10. The method according to claim 9, wherein the constructing the unary probability dictionary and the binary probability dictionary corresponding to the preset language based on the unary frequency dictionary and the binary frequency dictionary respectively comprises:

for each vocabulary in the unary frequency dictionary, determining an unary probability of the vocabulary in the preset language based on the use frequency of the vocabulary, a preset unary smooth value, the length of the unary frequency dictionary and the intersection dictionary length corresponding to each preset language;

for each binary group in the binary frequency dictionary, determining a binary probability of the binary group under the preset language based on the use frequency of the binary group, a preset binary smooth value and the length of the binary frequency dictionary;

and constructing a unary probability dictionary corresponding to the preset language according to the unary probability of each vocabulary under the preset language, and constructing a binary probability dictionary corresponding to the preset language according to the binary probability of each binary group under the preset language.

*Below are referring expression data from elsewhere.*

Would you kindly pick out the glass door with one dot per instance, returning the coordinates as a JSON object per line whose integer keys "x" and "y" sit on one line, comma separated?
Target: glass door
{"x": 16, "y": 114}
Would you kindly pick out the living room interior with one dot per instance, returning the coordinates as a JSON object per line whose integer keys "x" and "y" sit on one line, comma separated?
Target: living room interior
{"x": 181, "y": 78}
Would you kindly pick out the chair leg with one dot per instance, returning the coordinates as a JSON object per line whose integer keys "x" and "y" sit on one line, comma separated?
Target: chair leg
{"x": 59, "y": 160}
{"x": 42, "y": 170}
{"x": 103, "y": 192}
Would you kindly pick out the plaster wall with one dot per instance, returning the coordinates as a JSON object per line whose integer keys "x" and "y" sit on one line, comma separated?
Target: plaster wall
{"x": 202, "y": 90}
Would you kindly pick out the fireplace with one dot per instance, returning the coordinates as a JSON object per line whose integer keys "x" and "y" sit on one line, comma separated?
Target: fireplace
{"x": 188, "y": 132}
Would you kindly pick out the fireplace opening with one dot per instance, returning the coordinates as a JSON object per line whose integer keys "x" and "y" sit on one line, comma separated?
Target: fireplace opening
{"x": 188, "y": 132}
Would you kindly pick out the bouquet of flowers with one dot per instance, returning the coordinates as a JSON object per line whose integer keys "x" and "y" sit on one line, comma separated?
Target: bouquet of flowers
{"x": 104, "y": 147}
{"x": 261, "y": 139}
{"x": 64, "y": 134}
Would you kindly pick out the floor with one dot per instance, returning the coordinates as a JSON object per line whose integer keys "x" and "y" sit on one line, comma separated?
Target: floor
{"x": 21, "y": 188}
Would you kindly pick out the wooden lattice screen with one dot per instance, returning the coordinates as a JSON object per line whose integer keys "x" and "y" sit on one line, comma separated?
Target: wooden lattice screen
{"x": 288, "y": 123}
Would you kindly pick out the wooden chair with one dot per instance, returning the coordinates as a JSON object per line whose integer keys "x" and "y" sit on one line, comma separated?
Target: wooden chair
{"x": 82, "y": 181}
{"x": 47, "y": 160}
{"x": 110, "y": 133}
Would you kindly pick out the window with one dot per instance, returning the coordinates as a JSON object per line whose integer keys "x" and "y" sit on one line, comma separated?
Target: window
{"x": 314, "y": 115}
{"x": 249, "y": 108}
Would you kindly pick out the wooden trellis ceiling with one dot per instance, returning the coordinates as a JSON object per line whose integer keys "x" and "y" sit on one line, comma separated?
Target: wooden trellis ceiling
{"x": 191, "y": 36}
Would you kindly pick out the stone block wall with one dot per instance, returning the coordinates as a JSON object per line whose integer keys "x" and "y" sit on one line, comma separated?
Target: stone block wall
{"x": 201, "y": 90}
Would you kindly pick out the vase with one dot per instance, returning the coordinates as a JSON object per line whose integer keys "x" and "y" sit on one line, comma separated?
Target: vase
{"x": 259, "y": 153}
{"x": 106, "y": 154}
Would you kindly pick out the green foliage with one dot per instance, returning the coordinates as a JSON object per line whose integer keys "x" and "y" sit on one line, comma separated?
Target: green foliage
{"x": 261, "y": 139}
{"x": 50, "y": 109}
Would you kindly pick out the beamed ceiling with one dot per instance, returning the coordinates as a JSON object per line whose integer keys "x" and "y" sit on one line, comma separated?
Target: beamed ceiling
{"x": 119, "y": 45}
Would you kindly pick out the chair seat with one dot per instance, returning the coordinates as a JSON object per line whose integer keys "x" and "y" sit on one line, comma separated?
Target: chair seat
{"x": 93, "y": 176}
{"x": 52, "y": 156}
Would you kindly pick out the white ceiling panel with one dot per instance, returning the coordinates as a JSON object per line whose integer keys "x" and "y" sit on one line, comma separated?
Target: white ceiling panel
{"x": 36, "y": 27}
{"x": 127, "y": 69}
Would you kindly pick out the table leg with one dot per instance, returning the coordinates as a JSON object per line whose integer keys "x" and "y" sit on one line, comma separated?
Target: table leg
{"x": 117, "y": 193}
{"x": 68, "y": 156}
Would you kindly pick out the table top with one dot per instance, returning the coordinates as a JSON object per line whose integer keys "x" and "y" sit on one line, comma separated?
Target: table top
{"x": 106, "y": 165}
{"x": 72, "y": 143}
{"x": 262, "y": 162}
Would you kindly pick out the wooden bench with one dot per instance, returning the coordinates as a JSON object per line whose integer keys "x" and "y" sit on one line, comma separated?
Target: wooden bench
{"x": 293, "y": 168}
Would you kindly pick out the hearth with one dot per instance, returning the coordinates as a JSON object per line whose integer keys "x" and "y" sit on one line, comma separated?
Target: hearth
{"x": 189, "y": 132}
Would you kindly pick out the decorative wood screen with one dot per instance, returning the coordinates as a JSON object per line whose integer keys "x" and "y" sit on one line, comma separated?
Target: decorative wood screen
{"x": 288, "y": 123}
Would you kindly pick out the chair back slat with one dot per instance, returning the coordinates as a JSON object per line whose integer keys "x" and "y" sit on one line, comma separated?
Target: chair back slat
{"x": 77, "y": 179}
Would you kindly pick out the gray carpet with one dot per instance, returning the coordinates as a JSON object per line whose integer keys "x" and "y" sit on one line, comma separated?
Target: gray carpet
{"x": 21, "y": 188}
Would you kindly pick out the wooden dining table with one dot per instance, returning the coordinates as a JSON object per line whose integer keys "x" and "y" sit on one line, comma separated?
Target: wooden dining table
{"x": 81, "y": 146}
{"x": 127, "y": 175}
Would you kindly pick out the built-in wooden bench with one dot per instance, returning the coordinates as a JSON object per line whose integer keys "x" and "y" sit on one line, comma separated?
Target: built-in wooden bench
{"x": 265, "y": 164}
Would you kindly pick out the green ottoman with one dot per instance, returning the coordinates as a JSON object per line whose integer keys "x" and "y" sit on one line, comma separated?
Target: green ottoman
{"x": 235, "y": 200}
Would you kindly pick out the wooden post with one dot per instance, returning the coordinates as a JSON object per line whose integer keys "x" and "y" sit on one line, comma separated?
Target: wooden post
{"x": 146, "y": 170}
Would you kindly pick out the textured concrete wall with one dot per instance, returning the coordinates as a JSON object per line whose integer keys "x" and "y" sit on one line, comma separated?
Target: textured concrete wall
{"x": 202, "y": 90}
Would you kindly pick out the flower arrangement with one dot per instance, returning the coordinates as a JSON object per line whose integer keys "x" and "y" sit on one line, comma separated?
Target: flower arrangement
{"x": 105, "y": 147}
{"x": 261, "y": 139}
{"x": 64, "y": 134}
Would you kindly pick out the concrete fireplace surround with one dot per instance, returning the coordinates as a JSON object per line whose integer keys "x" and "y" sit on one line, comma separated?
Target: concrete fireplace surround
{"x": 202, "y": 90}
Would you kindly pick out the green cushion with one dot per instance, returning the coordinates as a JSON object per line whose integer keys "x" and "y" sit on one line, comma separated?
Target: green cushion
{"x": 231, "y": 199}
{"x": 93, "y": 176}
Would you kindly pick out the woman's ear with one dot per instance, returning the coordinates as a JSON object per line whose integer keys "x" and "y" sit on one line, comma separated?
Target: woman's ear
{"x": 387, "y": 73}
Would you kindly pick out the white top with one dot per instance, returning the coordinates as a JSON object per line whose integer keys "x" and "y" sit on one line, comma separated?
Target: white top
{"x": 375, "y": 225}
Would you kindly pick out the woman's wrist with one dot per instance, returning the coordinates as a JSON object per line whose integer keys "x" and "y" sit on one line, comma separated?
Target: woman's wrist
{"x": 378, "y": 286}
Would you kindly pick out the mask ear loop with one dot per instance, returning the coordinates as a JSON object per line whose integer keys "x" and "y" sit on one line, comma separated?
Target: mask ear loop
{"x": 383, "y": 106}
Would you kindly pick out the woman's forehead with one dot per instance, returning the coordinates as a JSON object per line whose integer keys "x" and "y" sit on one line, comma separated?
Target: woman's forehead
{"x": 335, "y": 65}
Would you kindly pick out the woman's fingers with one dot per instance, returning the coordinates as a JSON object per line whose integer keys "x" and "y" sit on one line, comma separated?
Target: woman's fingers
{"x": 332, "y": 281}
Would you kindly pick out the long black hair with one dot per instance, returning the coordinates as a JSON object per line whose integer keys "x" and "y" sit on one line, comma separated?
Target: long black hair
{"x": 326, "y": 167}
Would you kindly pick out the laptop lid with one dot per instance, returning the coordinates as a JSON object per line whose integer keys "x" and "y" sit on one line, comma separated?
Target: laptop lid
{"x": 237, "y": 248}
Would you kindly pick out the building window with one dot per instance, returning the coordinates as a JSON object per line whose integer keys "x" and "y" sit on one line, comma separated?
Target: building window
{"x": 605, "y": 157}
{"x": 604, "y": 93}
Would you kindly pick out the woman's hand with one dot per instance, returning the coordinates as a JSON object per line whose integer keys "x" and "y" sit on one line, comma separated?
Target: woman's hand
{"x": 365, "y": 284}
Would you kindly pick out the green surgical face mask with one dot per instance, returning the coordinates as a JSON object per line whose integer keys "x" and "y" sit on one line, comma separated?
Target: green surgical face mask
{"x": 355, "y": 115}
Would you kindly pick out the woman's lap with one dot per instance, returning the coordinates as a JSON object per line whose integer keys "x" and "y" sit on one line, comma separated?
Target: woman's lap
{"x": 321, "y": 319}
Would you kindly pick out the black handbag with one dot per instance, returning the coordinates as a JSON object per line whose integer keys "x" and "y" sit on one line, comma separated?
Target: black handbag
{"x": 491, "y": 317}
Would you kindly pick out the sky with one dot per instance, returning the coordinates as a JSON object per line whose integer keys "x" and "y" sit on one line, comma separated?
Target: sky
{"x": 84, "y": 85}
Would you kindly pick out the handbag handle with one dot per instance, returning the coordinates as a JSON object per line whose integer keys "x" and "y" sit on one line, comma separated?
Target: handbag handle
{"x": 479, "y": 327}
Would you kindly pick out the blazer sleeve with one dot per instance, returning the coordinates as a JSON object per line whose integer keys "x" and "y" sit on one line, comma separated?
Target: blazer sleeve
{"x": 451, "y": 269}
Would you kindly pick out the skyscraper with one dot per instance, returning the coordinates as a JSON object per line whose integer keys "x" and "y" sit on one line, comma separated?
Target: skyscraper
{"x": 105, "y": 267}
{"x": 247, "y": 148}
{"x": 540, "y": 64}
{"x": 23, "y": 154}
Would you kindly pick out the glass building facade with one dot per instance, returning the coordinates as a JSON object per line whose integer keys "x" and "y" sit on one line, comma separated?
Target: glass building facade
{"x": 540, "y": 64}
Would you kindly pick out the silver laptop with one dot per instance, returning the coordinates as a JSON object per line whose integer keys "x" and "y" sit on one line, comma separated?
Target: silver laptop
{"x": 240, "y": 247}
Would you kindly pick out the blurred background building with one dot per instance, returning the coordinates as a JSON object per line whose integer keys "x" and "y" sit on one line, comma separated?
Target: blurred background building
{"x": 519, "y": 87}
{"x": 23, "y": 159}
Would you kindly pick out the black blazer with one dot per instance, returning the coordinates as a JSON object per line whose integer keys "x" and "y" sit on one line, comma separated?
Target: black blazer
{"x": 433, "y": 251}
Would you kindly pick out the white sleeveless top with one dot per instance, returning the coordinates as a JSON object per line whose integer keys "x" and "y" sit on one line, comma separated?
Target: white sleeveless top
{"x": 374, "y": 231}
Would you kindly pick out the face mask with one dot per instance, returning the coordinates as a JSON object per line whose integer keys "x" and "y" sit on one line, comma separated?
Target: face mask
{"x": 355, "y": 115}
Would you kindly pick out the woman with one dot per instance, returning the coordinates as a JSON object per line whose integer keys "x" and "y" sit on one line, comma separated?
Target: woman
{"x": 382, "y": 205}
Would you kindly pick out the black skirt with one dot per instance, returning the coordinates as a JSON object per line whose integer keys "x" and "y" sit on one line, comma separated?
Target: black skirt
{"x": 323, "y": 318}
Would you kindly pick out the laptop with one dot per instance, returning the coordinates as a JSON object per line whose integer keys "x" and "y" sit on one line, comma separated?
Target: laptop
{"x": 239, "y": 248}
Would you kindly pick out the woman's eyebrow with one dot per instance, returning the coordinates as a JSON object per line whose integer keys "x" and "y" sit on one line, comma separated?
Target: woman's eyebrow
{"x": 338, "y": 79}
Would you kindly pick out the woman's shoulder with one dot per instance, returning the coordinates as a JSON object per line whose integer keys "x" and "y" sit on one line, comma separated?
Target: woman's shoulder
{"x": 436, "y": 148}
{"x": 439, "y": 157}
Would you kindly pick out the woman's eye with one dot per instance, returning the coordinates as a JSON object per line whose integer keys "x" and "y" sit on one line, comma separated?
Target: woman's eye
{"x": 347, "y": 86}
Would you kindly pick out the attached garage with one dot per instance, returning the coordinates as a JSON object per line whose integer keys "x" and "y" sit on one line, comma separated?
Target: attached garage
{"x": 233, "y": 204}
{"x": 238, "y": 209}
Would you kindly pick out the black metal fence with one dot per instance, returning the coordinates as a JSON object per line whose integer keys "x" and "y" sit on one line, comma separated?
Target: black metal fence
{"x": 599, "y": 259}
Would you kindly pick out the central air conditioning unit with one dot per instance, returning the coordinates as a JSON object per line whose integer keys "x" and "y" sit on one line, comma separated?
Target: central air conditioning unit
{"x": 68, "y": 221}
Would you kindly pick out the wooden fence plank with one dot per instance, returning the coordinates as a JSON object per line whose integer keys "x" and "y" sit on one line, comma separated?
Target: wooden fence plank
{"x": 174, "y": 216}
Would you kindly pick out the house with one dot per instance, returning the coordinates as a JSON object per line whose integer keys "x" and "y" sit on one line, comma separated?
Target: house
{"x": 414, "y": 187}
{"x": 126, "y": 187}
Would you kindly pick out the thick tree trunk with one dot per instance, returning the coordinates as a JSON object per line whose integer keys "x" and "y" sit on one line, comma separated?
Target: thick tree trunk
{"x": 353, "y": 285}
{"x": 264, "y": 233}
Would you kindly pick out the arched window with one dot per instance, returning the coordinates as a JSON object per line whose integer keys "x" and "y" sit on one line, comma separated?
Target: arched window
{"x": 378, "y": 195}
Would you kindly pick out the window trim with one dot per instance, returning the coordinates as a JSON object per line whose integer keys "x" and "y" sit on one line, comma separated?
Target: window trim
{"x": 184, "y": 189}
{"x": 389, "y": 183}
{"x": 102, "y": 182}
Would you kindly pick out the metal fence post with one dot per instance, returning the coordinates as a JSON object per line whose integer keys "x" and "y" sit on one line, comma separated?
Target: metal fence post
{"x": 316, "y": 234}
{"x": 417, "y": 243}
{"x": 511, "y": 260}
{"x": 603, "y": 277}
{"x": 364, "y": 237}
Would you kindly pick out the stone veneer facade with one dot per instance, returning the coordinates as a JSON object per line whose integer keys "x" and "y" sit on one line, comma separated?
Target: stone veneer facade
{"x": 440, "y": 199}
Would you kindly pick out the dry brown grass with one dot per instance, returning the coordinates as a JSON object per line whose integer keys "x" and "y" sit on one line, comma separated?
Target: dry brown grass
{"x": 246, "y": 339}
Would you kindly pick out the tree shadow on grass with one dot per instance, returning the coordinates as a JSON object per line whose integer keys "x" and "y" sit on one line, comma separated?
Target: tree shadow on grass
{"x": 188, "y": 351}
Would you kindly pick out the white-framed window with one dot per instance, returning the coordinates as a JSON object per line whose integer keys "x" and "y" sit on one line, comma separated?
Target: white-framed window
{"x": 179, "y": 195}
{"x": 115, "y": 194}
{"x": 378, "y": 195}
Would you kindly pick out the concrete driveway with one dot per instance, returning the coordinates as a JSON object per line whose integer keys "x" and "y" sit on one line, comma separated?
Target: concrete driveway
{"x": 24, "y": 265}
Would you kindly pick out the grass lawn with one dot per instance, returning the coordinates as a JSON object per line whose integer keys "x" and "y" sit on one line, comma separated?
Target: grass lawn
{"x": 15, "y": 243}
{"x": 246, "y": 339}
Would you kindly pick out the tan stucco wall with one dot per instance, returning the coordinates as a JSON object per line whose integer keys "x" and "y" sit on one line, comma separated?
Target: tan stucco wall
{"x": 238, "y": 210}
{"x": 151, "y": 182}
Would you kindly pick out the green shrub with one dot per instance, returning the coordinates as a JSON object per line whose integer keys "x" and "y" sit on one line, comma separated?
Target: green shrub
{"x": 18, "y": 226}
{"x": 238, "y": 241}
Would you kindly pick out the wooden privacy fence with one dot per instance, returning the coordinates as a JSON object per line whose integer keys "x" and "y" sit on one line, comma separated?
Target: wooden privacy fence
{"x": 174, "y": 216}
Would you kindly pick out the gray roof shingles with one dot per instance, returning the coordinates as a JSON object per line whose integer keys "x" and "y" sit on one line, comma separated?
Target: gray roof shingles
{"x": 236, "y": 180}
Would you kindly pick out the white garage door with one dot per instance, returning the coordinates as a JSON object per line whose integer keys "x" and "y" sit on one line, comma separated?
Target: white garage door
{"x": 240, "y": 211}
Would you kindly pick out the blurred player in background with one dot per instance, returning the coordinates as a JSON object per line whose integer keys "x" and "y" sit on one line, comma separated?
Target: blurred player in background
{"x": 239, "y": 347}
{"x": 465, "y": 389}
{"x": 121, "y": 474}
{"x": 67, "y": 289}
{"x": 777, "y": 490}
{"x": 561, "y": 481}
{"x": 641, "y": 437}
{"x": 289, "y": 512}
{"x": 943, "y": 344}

11. A text language recognition apparatus, comprising:

the system comprises a binary group determining module, a recognition module and a recognition module, wherein the binary group determining module is used for acquiring a text to be recognized, determining each vocabulary to be recognized in the text to be recognized, and determining at least one binary group to be recognized corresponding to the current vocabulary to be recognized aiming at the current vocabulary to be recognized, and the binary group to be recognized comprises the current vocabulary to be recognized and adjacent vocabularies of the current vocabulary to be recognized;

the binary probability determining module is used for determining the binary probability of the binary group to be recognized under each preset language based on the binary probability dictionary respectively corresponding to each preset language aiming at each binary group to be recognized;

12. An electronic device, characterized in that the electronic device comprises:

at least one processor; and

the memory stores a computer program executable by the at least one processor, the computer program being executable by the at least one processor to enable the at least one processor to perform the text language identification method of any one of claims 1-10.

13. A computer-readable storage medium storing computer instructions for causing a processor to perform the text language identification method of any one of claims 1-10 when executed.